Blewbury is a stone’s throw from where we live in Didcot, and is one of our regular jaunts, not least because one of my best friends and her husband live there with their two cats who we feed when they are on holiday. It is one of those chocolate box villages whose streets are lined with beautiful old houses, each with their own unique charm. The Grade 1 listed Norman church is at the heart, and provides cheap tea and delicious cakes every Saturday afternoon throughout the summer.
We’re very nosy people and Nathan (who is 6ft 2) can often shamelessly cranes his neck over hedges whilst I peep through window panes. When we heard there was going to be a day in June where you could stroll into someone’s garden without the police being summoned/ the dog attacking you, we couldn’t believe our luck.

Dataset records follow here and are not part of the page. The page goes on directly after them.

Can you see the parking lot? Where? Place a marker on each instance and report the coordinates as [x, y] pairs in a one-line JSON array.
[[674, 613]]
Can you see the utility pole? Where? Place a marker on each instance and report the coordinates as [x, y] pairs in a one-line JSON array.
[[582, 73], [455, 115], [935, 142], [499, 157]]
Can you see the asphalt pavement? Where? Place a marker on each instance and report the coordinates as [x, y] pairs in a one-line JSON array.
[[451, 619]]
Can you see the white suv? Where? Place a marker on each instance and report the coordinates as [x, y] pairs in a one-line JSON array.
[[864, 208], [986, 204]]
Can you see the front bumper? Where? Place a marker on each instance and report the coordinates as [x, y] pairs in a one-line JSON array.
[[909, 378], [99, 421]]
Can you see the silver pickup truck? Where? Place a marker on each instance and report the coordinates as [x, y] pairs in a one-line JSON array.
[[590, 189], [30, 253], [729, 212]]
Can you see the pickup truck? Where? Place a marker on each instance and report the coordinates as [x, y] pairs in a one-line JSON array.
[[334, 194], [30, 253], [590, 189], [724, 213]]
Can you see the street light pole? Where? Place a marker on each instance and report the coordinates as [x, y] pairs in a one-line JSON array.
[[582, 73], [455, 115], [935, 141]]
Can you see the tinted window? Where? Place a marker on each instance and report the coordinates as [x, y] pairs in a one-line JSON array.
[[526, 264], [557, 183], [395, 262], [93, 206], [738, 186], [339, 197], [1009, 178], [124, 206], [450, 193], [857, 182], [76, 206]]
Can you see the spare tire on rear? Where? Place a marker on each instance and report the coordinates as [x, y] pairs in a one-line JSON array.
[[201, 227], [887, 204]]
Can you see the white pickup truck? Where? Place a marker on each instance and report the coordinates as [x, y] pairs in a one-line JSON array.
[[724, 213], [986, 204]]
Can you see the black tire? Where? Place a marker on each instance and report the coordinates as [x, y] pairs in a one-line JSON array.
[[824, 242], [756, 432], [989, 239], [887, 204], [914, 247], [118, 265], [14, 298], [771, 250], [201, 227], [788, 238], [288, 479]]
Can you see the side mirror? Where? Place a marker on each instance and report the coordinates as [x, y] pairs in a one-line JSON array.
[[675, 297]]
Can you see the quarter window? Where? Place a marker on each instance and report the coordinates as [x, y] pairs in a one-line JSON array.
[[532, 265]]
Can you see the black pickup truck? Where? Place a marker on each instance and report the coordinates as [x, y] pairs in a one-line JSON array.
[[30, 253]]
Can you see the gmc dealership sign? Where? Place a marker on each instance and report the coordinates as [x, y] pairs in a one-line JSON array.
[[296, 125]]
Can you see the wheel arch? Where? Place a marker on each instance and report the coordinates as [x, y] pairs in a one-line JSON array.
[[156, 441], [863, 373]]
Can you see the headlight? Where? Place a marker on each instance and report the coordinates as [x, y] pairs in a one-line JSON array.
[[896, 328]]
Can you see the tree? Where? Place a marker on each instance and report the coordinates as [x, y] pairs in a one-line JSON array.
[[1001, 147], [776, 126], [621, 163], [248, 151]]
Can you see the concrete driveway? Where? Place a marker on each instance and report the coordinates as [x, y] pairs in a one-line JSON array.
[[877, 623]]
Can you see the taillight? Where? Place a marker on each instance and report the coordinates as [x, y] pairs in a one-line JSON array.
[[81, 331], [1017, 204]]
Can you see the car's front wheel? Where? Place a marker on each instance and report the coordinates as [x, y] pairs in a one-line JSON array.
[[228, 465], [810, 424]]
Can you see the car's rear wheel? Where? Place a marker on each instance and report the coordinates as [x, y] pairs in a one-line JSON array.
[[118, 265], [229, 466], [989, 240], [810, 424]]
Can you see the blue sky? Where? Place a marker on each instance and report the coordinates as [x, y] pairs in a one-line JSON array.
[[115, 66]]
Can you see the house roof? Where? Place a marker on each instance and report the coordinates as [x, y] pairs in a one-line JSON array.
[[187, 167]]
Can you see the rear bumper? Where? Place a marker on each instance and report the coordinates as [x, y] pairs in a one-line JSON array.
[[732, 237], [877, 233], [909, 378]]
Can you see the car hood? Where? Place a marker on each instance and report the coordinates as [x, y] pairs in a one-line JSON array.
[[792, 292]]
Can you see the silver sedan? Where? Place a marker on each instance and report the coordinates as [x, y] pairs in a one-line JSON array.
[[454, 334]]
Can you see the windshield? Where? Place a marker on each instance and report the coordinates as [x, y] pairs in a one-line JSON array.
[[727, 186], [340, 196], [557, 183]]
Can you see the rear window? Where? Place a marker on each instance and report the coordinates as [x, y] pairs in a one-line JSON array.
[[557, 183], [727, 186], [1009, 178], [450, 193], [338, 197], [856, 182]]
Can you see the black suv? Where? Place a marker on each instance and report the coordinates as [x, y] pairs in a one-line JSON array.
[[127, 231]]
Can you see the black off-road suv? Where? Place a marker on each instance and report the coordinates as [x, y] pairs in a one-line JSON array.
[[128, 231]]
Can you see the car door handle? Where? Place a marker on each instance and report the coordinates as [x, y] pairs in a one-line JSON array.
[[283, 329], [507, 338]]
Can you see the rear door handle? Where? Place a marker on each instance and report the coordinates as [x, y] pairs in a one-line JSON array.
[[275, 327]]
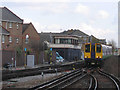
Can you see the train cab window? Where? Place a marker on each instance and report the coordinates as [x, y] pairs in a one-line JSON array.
[[98, 48], [93, 48], [87, 48]]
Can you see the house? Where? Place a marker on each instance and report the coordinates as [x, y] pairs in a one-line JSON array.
[[31, 40], [13, 24], [15, 36]]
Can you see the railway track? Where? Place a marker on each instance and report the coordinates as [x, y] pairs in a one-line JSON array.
[[61, 82], [8, 74], [113, 79]]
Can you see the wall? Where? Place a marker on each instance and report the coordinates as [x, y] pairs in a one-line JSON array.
[[8, 55]]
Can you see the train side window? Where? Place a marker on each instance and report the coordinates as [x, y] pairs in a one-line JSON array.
[[98, 48], [87, 48]]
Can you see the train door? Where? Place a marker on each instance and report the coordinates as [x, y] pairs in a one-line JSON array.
[[98, 51], [92, 51]]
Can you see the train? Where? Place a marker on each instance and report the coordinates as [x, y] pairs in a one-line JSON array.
[[94, 53]]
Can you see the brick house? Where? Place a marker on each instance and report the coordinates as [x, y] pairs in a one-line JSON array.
[[31, 40], [13, 36], [11, 24]]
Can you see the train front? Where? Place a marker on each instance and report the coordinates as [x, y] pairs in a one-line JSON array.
[[93, 54]]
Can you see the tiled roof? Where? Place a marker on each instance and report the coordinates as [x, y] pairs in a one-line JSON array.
[[7, 15]]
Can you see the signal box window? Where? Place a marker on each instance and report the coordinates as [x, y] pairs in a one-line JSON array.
[[98, 49], [87, 48]]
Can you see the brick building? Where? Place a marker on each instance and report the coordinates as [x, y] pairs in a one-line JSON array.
[[31, 40], [13, 38], [13, 24]]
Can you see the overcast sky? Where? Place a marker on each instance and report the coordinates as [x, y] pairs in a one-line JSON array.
[[98, 18]]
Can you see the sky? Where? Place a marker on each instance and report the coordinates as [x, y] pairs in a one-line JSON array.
[[98, 18]]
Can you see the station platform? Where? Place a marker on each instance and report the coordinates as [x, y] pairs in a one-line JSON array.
[[41, 65]]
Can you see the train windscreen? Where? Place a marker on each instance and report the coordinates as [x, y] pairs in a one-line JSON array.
[[87, 48], [98, 48]]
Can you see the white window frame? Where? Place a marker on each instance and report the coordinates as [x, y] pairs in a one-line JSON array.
[[10, 24], [10, 39], [3, 39], [17, 40]]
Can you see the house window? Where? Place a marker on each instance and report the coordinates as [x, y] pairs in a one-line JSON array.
[[17, 26], [0, 23], [10, 39], [3, 39], [6, 24], [57, 41], [10, 25], [17, 40], [26, 39]]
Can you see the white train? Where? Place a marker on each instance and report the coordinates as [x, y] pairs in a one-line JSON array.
[[107, 50]]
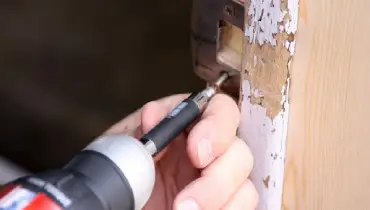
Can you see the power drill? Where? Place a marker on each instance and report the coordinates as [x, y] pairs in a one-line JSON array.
[[114, 172]]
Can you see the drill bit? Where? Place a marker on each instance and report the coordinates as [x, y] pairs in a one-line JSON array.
[[180, 118]]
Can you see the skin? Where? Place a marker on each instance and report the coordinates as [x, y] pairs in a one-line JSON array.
[[204, 168]]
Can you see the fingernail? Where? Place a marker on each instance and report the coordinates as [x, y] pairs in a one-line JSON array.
[[188, 205], [204, 152]]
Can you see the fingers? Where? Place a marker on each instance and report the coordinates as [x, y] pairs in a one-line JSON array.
[[219, 181], [246, 198], [213, 134]]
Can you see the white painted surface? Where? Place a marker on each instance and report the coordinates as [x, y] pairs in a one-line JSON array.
[[265, 16], [267, 139]]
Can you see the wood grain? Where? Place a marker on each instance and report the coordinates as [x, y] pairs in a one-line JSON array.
[[327, 163]]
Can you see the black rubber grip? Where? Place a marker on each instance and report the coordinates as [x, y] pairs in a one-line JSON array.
[[91, 181], [173, 124]]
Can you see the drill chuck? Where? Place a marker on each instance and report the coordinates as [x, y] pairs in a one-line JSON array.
[[115, 172]]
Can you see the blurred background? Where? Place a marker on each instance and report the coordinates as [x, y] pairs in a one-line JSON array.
[[71, 68]]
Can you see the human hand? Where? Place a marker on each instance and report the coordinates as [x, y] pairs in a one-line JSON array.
[[204, 168]]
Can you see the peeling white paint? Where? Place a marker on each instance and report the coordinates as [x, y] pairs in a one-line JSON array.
[[266, 19], [267, 140], [292, 25], [264, 23], [265, 136], [290, 46]]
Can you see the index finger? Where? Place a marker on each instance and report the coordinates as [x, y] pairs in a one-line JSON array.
[[215, 131]]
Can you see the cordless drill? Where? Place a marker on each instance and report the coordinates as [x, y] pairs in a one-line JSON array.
[[114, 172]]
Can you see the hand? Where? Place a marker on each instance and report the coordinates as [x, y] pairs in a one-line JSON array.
[[204, 168]]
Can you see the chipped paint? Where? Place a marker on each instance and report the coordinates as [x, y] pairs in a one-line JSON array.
[[265, 137], [265, 18], [270, 45]]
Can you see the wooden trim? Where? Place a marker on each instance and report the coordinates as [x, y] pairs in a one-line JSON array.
[[268, 49]]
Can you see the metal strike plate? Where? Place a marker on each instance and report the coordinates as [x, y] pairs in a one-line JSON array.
[[208, 18]]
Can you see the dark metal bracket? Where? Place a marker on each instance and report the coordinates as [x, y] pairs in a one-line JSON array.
[[207, 19]]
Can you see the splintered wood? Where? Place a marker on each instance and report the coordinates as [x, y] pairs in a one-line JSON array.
[[268, 50]]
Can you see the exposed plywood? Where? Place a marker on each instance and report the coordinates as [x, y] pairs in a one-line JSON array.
[[327, 163], [268, 50]]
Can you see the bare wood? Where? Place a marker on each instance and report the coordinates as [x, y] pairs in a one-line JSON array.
[[327, 163], [319, 159], [268, 49]]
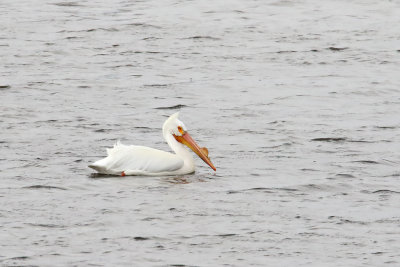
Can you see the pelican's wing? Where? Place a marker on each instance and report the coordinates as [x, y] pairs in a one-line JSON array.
[[139, 159]]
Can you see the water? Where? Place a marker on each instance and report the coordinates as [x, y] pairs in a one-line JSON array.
[[297, 102]]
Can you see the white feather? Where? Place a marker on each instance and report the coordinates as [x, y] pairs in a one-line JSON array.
[[140, 160]]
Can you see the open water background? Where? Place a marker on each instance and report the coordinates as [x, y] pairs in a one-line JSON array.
[[297, 101]]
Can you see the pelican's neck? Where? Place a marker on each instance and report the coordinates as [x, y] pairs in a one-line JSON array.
[[179, 149]]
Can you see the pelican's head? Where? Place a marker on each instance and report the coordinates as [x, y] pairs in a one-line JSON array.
[[173, 126]]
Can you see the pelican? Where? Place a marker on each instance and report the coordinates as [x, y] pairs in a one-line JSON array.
[[140, 160]]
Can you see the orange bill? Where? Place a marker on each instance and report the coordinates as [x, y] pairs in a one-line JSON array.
[[187, 140]]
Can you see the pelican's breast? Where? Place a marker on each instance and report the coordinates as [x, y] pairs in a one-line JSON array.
[[137, 158]]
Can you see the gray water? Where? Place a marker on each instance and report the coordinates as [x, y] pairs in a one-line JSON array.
[[297, 101]]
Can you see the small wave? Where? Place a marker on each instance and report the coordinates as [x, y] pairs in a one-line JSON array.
[[385, 191], [366, 161], [172, 107], [329, 139], [337, 48], [197, 37]]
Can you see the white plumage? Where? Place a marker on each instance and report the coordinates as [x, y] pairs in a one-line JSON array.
[[140, 160]]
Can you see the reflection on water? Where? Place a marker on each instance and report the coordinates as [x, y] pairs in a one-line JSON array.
[[297, 102]]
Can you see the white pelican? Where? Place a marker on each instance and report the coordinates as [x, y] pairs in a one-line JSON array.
[[140, 160]]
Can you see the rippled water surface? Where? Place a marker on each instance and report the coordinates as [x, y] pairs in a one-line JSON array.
[[297, 101]]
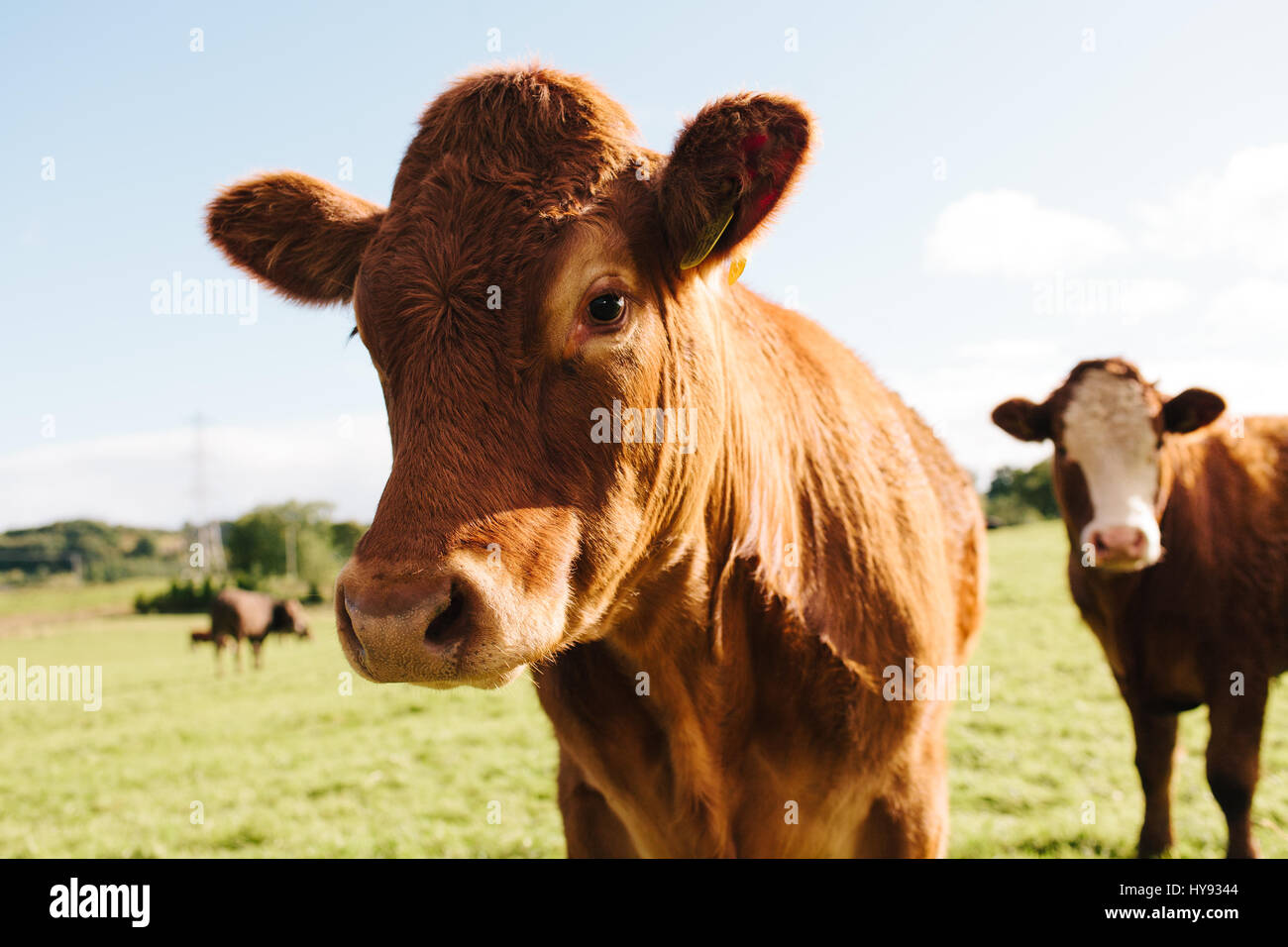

There were 5 gardens in total to view for the reasonable sum of £5 (all donated to the Royal Horticultural Society) – a 1960s bungalow (really!), three cottage gardens and the Manor House. We have often gazed longingly through the large gates to the manor, trying to catch a glimpse of what lies beyond without any real success, so this in particular appealed to us. We were not disappointed by any of them. The owners of the Bungalow had been surprisingly clever with the relatively small amount of space they had, using walls to segment off sections of the garden and creating as much height as possible with their planting. The Manor house was suitably grand with sculpted hedges at every turn, had rose gardens to die for, a theatre, and a set of organised compost heaps which were enough to turn any of us with a green fingered inclination that same colour with envy. What was particularly interesting about this garden was how it was all centered round water – various water features, ponds, bridges and even a small lake. We spotted a duck with her ducklings enjoying this aspect, although I couldn’t help think you would have to watch children like a hawk and this would be quite problematic for a lot of people.
My favourites by far were the cottage gardens, which were much less formal, and saw cascades of colour and which were oh-so-cleverly made to look random but of course drew the eye in the exact intended way of its owner. I felt right at home and took many a mental note for my own future plans (far off as they may be) for the perfect cottage garden.